The switching process implemented by the system shown in FIG. 5 for the switching of an S1 signal applied to the Yi input of the multiplexer to an S2 signal applied to the Yj input of the multiplexer is the following. First, the microprocessor (14) delivers to the register (18) a data element which corresponds to the selection of the Y15 input of the multiplexer so that the digital signal predetermined by the generator (10) will replace the S1 signal at the multiplexer output. Next, the microprocessor (14) delivers to the register (18) a data element which corresponds to the selection of the Yj input of the multiplexer.
The predetermined digital signal delivered by the generator (10) may consist, for example, of the constant transmission of the preamble of the frames for the S1 and S2 digital signals, or of any other signal which violates the coding principles used for the coding of the sample signals. In the event that the signals are emitted by the UER/AES studio interface, to which reference was made at the beginning of this description, the generator (10) may emit, for example, a clock signal at 1024 kilohertz, and the interval between the transitions correspond therefore to 1.5 times the length of a bit, which violates the principles of the coding used. In other words, the clock signal from generator (10) has a transition about every 1/2 microsecond, while the signals from the UER/AES studio interface have one at least every 1/3 microsecond (3.072 megabits per second and biphase encoding).
A second method of implementation of the invention's switching device is shown in FIG. 6. In this Figure, the items which are identical to those in FIG. 5 carry the same reference numbers. The essential difference with the system in FIG. 5 consists of the fact that there is no provision for a generator for a particular signal connected to one of the data inputs of the multiplexer, and by the fact that the characteristic sequence introduced during switching is a constant logic state resulting from a command impulse applied to the chip selection input of the multiplexer (2).
In this method of implementation, the signal delivered by the address decoder (22) to select the register (18) is also applied to the selection input of the multiplexer (2), in order to de-select the multiplexer and force its entry into a determined state. The signal applied to the selection input of the multiplexer (2) has a length at least equal to 1.5 times the length of a bit. The length of this impulse may be obtained by any appropriate means, such as, for example, proper disposition of the ACK discharge line of the address decoder (22).
The resultant signal, SR produced in accordance with the invention, by switching between the two digital signals S1 and S2, is shown in FIG. 7.

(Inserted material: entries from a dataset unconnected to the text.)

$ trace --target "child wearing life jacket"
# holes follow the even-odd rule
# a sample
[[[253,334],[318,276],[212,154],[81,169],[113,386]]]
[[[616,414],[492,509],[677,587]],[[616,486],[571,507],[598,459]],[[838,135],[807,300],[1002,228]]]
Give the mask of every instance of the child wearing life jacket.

This SR signal has a particular sequence, SP, inserted between the S1 digital signal and the S2 digital signal. This signal is received by a receiver, which may be included in the UER/AES studio interface, and which is designed in a conventional manner so that it can detect in the appropriate way the transmission and/or code violation errors, and in particular the SP sequence, and so that it can provide appropriate processing of the data received.